If we know the miles are rounded to the nearest mile, then the cyclist could have traveled the following ranges of miles and hours:

224.5 <= Miles < 225.5

4.5 <= Hours < 5.5

Now we need to do some considering in order to determine the lower and upper bounds for the cyclists miles per hour. To do this it might be easiest to think of it as a fraction:

Miles
-----
Hours

To make a fraction as SMALL as possible, we make the numerator very small and the denominator very large. The smallest possible Miles would be 224.5, while the largest possible Hours would be essentially 5.5. That means the smallest miles per hour would be 224.5/5.5. I don't mix fractions and decimals, so converting to improper fractions we have (449/2)/(11/2) = 449/11 = approx 40.8.

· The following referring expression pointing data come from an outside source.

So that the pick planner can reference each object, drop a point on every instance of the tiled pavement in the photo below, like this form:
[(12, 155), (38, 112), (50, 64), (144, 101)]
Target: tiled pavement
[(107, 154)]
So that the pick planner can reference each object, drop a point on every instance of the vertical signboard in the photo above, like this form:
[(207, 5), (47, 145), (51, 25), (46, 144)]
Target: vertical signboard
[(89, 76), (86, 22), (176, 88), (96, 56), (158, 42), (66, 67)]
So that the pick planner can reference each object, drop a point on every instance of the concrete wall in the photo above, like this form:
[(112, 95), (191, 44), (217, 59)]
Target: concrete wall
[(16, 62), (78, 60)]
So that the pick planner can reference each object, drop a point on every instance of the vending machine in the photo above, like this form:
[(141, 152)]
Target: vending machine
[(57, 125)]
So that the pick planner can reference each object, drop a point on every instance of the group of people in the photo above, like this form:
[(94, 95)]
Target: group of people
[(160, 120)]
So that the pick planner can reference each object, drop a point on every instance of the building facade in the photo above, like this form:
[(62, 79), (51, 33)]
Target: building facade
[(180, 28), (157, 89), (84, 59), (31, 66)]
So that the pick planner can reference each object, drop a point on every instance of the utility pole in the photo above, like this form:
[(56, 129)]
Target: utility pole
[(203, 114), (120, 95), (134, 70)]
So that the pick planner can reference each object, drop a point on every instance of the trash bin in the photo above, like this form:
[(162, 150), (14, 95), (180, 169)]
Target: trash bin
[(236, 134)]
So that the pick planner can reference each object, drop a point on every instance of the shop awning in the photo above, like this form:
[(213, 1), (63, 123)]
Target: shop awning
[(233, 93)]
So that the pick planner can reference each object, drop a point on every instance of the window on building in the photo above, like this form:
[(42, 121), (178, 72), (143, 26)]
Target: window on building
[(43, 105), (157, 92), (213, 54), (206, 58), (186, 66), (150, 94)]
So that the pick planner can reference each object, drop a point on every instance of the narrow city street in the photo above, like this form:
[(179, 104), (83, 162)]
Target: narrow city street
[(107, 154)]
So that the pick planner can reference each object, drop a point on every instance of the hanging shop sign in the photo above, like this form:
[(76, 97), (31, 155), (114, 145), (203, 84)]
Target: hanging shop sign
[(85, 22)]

TO make a fraction as LARGE as possible, we make the numerator very large and the denominator very small. The largest possible Miles would be basically 225.5, while the smallest possible Hours would be 4.5. That means the largest miles per hour would be 225.5/4.5. Again convert to improper fractions: (451/2)/(9/2) = 451/9 = approx 50.1.

So, the miles MUST be between 40.8 and 50.1 (be VERY careful rounding here). In order to be between 40.8 and 50.1, we must round OUT - meaning: we round away from the middle of the range (this is basically loosening the restriction on the range or making it a bit bigger to guarantee that all values we have listed will be included).

It must be between 40 and 51. The correct answer is C.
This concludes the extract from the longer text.